CIO à la Banque Syz, Charles-Henry Monchau, également contacté par Allnews la semaine dernière, peu avant l’annonce des sanctions financières contre la Russie, estime possible le positionnement précoce de certains investisseurs sur des valeurs russes devenues extrêmement bon marché. «Historiquement, les événements géopolitiques ont tendance à avoir un impact de courte durée sur les marchés financiers», observe Charles-Henry Monchau. «Qu'il s'agisse de l'invasion du Koweit par l’Irak ou de l’épisode du débarquement de la Baie des Cochons dans les années 60, les marchés financiers ont tendance à se remettre relativement vite des crises géopolitiques», constate-t-il.

«Par conséquent, les investisseurs, dont la tolérance au risque est élevée et étant prêts à accepter une continuation possible de la baisse quelle qu’en soit l’importance, peuvent commencer à se positionner sur le marché russe.» Il souligne également que si l’ETF VanEck Russia ETF (RSX) est le plus négocié, les fonds iShares MSCI Russia ADR-GDR (CSRU LN) et Lyxor Russia DJ Russia GDR (RUS FP) sont plus intéressants et auraient tendance à mieux se comporter que le RSX.

«Je ne toucherais à aucun investissement russe à court terme.»

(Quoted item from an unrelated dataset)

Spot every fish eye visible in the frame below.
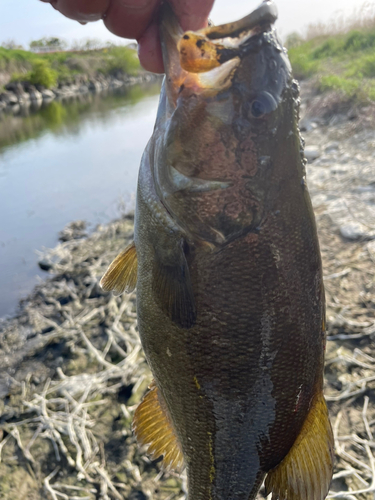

«La plupart des fonds long-only investis dans des actifs russes sont en général assez bien gérés et ont eu plusieurs semaines pour modifier leur positionnement», précise Charles-Henry Monchau. Qui explique que le risque majeur réside dans l’exclusion de la Russie du réseau de messagerie interbancaire Swift. «La Russie se retrouvera coupée du monde, ce qui risque de provoquer un signal négatif pour le monde entier en créant ainsi un précédent bien plus important que lorsque l’Iran a été coupé du réseau Swift», prévient Charles-Henry Monchau.

«Je ne toucherais à aucun investissement russe à court terme», assure de son coté Jacques Lemoisson, CEO de Gate Capital Management à Genève, contacté par Allnews. Et ce qu’il s’agisse d’actions ou d’obligations. Avec l’exclusion de la Russie hors du système Swift, ce sont toutes les transactions financières internationales des entreprises et agences russes qui sont bloquées. Les valorisations ne peuvent donc qu’aller que dans un sens, vers le bas, à court terme du moins. «Au niveau obligataire, l’une des conséquences de cette exclusion est le fait que les émetteurs russes ne voudront ou ne pourront pas rembourser leurs emprunts libellés en dollars», explique Jacques Lemoisson, lors d’un entretien exclusif en début de semaine.

«De nombreux investisseurs ont également pris conscience des limites des titres russes ADR cotés aux États-Unis, qui visiblement ne les protègent pas des effets liés aux événements tels que nous assistons actuellement», poursuit le stratégiste. «Il s’agit en effet de mesures de représailles sans précédent», ajoute Jacques Lemoisson. «Maintenant que Fitch et Moody’s ont coupé la dette russe à Junk, les fournisseurs d’indices émergents n’auront pas d’autre choix que de sortir les actifs russes», conclut l’expert.